Suddenly, after many, many years, the BBC announced that complete set of Shoestring was finally going to be released on DVD. And so it came to pass in October last year. I put in my order chez Amazon.co.uk, and it finally arrived on my doorstep.
From the initial release of the first series (which I’d bought), it had taken some six years for that second series to be released on DVD, and I wasn’t going to let the fact that I had to buy the complete set deter me. In fact, I was pleasantly surprised when it did arrive: the complete set also included a book detailing the history of how Shoestring came about, as well as full information on the filming of the episodes, locations, reviews, and so on. It certainly was fascinating to read about the genesis of the series, who wrote what (and who edited the episodes). And of course, I really enjoyed watching the whole set of episodes again.
Although I’ve written about Shoestring before, what got me this time was finding out where things had been filmed, and then looking at the same locations in the present day with Google Maps. Oh my. Just as an example: here’s a screenshot of the front entrance of the Radio West in series 1, episode 2, the radio station in Bristol where Eddie worked:
And here is that same place from Street View with Google Maps:
Just to show that a whole new building has sprouted up in between (it’s a Premier Inn), here’s that large building in the background from the next street up.
Yes, there have been a lot of changes over the 35 years since it was filmed.
It’s kind of habit forming once you have this kind of information about the locations: you’ve just got to look it up to see what it looks like now.

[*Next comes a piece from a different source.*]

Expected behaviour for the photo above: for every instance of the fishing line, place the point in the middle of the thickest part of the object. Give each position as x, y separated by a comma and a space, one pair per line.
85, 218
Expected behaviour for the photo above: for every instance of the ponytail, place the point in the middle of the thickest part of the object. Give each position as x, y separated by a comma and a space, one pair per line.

Here’s the Swan Inn in Tockington from the same episode, where Eddie goes to chat with someone.
Another one: Eddie and Erica start going around to antique shops to try and find some clues. Eddie walks by a fine paintings shop on The Mall, before turning into the cul-de-sac:
But now it’s a café:
And so on.
Now, I’ll admit that I don’t really know Bristol at all (I’m guessing I’ve been maybe there twice, once to see the Clifton Bridge). But I do know West London pretty well, like Hammersmith and Shepherds Bush, since I lived there before I came to the States. And for seeing how that area has changed in the past 40 years, you’ve just got to watch The Sweeney. It’s like night and day.
And back when that series was fully released on DVD, there was a forum online where people would discuss locations, locations, locations. Ad infinitum. Completely and utterly fascinating. The forum has long gone, but someone has transferred all that information over to IMDB with location details for each episode. I’ll leave my impressions of The Sweeney and its before/after Hammersmith settings for another post.